La Oficina de Derechos Humanos del Alto Comisionado de las Naciones Unidas señaló a Consuelo Porras Argueta, fiscal general y jefa del Ministerio Público (MP) de Guatemala, de estar “supuestamente involucrada en adopciones ilegales” de menores indígenas en los años ochenta. La denuncia coincide con el fracaso de Porras, enfrentada con el presidente, Bernardo Arévalo, en su intento por ocupar un cargo en la Corte de Constitucionalidad a partir de mayo, cuando vence su mandato como fiscal. La decisión de la comisión electoral deja a Porras sin posibilidades de garantizar su inmunidad en el futuro.
Según la oficina de la ONU, recibieron información sobre al menos 80 niños indígenas que fueron sometidos a adopciones ilegales internacionales tras haber sido institucionalizados en el Hogar Temporal Elisa Martínez. El hogar estatal, ya cerrado, acogía a niños y niñas en situación de riesgo. Porras estuvo al frente de la institución durante siete meses en 1982.
“Hoy, mis colegas y yo expresamos nuestra preocupación por la información recibida recientemente que vincula María Consuelo Porras Argueta, con un proceso de adopciones ilegales de al menos 80 niñas y niños de Pueblos Indígenas entre 1968 y 1996”, dijo Margaret Satterthwaite, relatora especial de la ONU sobre la independencia de jueces y abogados. La oficina de la ONU pidió una “investigación independiente” sobre el papel de Porras “como tutora legal de los niños desde el 21 de enero hasta el 30 de agosto de 1982”, indica un comunicado.
“Todas las personas contra las cuales existan alegaciones creíbles de conductas incompatibles con los estándares de derechos humanos, especialmente aquellas que han tenido autoridad para tomar decisiones relacionadas con la criminalización o violaciones de derechos humanos, no deben ser preseleccionadas ni nombradas hasta que se realice una investigación pronta, independiente y exhaustiva”, dijo la ONU en el pronunciamiento, en relación a la candidatura de Porras a la Corte.
La primera derrota de Porras
Paralelamente al anuncio de Naciones Unidas, en la ciudad de Antigua Guatemala se celebraba la elección para escoger a magistrado titular y suplente para la Corte de Constitucionalidad, nombrados por la Universidad de San Carlos de Guatemala, la única universidad pública del país. Afuera del lugar de votación se realizaba una manifestación en la que se pedía que no votaran por Porras.
La fiscal general presentó la semana pasada su candidatura. Sin embargo, al finalizar el conteo de votos ninguno fue para Porras, por lo que quedó fuera de la Corte.
“Creo que el hecho de que Consuelo Porras no haya quedado electa era un tema de clamor de la población guatemalteca después de todos los cuestionamientos internacionales que tiene”, dice el diputado José Chic, del partido VOS, el único que llegó a acompañar la manifestación.

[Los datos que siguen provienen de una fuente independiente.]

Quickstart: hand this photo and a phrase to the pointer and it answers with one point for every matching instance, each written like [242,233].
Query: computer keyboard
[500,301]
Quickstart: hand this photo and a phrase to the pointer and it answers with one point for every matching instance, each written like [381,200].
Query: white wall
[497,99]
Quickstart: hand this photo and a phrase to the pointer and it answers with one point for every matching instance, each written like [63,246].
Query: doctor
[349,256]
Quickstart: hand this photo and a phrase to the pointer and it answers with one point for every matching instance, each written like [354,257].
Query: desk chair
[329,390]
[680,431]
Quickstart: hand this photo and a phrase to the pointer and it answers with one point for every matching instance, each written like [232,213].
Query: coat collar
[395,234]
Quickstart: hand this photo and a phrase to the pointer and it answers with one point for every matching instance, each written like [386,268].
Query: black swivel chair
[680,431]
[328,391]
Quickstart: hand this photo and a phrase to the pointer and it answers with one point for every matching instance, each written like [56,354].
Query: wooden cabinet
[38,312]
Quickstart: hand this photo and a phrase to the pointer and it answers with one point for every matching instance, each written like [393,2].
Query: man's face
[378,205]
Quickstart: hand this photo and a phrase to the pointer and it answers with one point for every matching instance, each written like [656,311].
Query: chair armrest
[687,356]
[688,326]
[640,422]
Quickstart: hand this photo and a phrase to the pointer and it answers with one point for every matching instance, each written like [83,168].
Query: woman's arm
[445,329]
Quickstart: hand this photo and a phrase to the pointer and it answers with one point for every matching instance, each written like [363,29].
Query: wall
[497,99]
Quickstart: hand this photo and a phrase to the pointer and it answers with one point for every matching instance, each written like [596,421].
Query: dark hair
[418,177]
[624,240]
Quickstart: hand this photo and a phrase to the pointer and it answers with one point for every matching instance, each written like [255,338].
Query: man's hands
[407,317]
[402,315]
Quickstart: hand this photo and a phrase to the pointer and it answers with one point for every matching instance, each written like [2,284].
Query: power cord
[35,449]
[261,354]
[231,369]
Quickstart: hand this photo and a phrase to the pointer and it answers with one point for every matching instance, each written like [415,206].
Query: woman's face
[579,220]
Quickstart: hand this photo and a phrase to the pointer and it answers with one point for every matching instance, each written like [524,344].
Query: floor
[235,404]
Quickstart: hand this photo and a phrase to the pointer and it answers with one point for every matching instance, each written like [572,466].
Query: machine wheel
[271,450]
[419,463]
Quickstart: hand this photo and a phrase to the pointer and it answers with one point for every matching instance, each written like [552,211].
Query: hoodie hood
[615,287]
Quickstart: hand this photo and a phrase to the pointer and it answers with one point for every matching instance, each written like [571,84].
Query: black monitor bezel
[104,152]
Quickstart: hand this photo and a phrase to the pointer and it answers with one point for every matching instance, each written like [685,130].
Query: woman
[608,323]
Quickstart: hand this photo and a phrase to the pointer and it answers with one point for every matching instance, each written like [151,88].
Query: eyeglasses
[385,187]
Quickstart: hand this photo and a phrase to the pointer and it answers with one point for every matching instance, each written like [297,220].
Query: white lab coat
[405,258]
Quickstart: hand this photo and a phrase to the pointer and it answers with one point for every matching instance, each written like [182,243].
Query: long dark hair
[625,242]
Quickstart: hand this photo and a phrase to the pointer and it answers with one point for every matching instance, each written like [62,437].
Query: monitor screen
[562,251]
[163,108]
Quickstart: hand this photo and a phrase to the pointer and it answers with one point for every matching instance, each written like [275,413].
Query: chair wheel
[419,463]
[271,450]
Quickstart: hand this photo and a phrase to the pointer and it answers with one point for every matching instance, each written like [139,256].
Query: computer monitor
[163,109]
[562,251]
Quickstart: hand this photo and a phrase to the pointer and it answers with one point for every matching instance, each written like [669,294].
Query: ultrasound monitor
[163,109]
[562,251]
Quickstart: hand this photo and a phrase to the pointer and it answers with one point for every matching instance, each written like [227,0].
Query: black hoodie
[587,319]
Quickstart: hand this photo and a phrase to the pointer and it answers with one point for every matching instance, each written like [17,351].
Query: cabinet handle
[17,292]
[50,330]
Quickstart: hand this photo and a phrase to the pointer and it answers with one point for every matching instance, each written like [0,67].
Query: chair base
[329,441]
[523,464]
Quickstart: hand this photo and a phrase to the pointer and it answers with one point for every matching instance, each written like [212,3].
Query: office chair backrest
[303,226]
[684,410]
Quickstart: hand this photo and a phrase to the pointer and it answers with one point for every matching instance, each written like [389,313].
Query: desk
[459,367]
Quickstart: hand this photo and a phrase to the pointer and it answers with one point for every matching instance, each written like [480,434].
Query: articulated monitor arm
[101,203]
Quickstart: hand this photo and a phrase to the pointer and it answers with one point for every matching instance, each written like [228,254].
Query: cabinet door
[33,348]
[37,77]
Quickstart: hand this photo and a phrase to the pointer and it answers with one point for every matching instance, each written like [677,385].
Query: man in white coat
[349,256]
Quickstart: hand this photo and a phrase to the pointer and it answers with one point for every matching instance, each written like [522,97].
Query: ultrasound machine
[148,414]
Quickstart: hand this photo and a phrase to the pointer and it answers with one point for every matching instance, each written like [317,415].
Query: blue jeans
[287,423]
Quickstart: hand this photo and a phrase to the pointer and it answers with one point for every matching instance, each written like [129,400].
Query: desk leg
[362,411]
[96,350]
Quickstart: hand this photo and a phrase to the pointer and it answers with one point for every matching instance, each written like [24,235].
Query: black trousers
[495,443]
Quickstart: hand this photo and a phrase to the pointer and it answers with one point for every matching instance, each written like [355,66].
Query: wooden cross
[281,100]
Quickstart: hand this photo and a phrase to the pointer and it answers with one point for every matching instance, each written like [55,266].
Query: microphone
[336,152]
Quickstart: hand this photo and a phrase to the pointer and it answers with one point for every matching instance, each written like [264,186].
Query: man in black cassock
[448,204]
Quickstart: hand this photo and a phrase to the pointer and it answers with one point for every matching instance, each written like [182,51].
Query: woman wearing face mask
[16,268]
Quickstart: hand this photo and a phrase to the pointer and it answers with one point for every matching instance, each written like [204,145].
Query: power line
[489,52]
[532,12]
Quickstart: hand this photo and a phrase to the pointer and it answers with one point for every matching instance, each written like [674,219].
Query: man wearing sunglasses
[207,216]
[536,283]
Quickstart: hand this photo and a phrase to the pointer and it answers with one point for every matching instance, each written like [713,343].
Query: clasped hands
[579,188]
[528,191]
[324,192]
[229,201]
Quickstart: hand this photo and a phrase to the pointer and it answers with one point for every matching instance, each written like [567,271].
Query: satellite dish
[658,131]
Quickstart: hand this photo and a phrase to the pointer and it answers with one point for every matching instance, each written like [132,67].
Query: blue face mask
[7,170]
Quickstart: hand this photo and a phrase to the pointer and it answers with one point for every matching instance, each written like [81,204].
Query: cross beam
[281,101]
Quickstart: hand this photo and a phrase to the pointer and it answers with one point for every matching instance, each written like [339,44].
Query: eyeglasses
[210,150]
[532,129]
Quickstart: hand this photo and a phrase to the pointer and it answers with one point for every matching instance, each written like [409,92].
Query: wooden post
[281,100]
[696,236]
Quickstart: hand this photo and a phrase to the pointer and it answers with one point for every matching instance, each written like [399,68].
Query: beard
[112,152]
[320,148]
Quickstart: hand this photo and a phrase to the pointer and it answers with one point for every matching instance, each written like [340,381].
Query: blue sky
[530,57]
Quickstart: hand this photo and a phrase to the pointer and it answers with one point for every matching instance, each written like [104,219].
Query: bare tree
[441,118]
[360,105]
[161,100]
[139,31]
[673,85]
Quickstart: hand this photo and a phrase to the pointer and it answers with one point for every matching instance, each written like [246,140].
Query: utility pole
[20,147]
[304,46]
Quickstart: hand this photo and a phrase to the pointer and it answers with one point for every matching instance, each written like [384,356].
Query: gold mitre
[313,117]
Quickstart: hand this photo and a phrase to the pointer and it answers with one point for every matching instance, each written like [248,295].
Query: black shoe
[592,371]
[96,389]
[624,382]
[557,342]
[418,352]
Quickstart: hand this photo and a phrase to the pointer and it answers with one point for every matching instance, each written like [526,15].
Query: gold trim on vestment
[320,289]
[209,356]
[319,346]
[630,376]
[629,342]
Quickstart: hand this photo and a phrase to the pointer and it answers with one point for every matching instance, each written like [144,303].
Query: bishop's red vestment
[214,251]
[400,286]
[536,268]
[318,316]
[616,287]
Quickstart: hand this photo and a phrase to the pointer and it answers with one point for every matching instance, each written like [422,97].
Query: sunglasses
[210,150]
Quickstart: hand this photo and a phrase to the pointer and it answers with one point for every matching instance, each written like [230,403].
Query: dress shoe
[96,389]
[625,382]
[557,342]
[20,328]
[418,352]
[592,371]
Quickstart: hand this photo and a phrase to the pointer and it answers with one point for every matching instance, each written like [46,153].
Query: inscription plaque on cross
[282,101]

Chic explicó que Porras podría buscar ahora el cargo por medio del Congreso o de la Corte Suprema de Justicia, dos entes que todavía están pendientes de postular a su magistrado para la Corte de Constitucionalidad. Pues el periodo para el relevo de magistrado vence en abril.
Consuelo Porras dirige el MP desde mayo de 2018. En 2022 ganó la reelección a pesar de que un año antes fue incluida por Estados Unidos en la lista de actores corruptos y antidemocráticos por “obstruir” investigaciones de casos de corrupción en la nación centroamericana.
Después fue sancionada por 40 países por “presunta corrupción y acciones que socavan la democracia y el estado de derecho”. En 2023, el presidente de Guatemala, Bernardo Arévalo, la acusó de fraguar un fallido golpe de Estado. Porras ha sido una de las principales antagonistas del actual Gobierno.
Además, según reportes de organizaciones de derechos humanos nacionales e internacionales, más de 100 personas han salido al exilio por persecuciones comandadas por el MP, entre ellos operadores de justicia, periodistas y activistas de derechos.
La fiscal general deberá concluir su mandato en el MP en mayo de este año. Ella fue la primera reelecta como fiscal general y de no lograr mantenerse en el puesto, perdería inmunidad. Porras enfrenta decenas de denuncias.